Living checklists for every agent-memory benchmark donto runs. donto is built to win these benchmarks through its philosophical extraction — evidence-anchored, contradiction-preserving, bitemporal claims — not episodic-chunk stuffing. So each page tracks not just the score but whether the claim layer is doing the work. Updated as runs progress.

Last updated: 2026-06-11.

benchmark	reference target	donto status
LongMemEval (`_s`, 500 Q)	Zep 90.2%	✅ baseline 91.0% (episodic-only; extraction upside pending)
LoCoMo (1,540 Q)	Zep 94.7%	🔄 building claim layer → coverage curve → scored run
BEAM-10M (~200 Q)	Hindsight 64.1%	⏸ paused (partial 0.684 at ~5% coverage)

The method (same for all)

Build the foundation — ingest, embed chunks, extract the claim layer (verified in donto_statement, not the queue's done flag).
Align — embed predicates/entities, build the alignment closure so predicate folding is live (on a quiet box — never while extraction loads it).
Measure — scored run on a clean gateway (never shared with extraction); report accuracy per category, retrieval latency, and context tokens.
Prove the philosophy — the extraction-coverage curve and claims-only recall, showing the win comes from the claim layer (especially knowledge-update / temporal / multi-hop), not raw recall.
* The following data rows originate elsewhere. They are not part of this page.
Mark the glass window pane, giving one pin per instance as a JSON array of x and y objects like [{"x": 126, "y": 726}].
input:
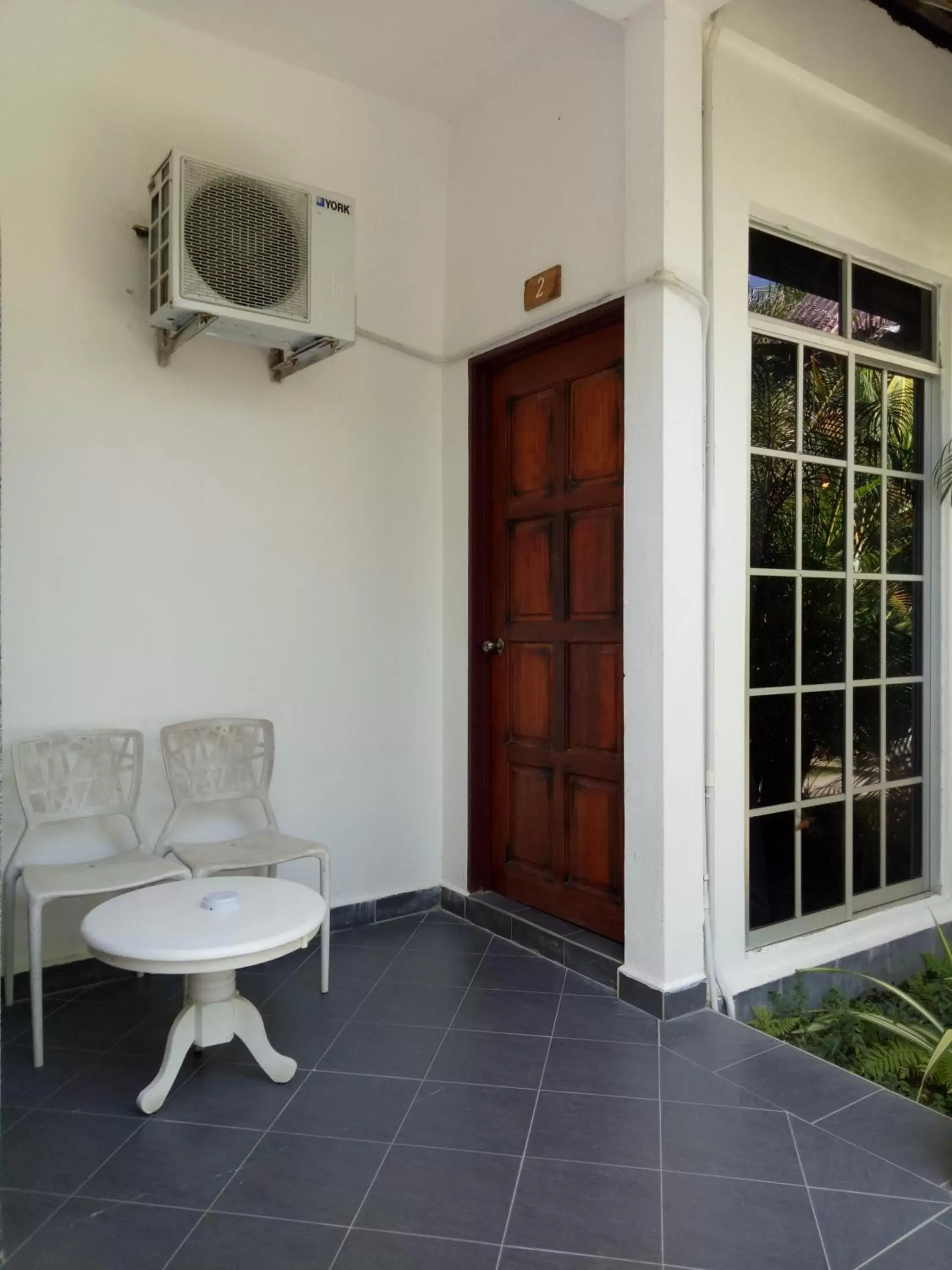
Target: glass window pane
[
  {"x": 824, "y": 404},
  {"x": 773, "y": 394},
  {"x": 866, "y": 736},
  {"x": 891, "y": 313},
  {"x": 904, "y": 731},
  {"x": 822, "y": 722},
  {"x": 772, "y": 869},
  {"x": 904, "y": 834},
  {"x": 822, "y": 858},
  {"x": 772, "y": 635},
  {"x": 905, "y": 407},
  {"x": 866, "y": 842},
  {"x": 823, "y": 516},
  {"x": 867, "y": 522},
  {"x": 904, "y": 529},
  {"x": 824, "y": 614},
  {"x": 772, "y": 771},
  {"x": 867, "y": 422},
  {"x": 904, "y": 628},
  {"x": 773, "y": 511},
  {"x": 795, "y": 282},
  {"x": 867, "y": 614}
]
Hard rules (paid for in lost hours)

Never share the inference gateway between a producer (extraction) and a consumer (reader/judge) — holo3.1 returns empty-under-load and silently corrupts both.
status='done' ≠ extracted — reconcile against n_claims>0 and donto_statement.
Build before measuring — no scored run until the claim layer is real and folding is live.

These benchmarks are an instrument for building donto: every reading — a 55K-token context, an empty-under-load, an under-built claim layer — is steering signal for what to build next.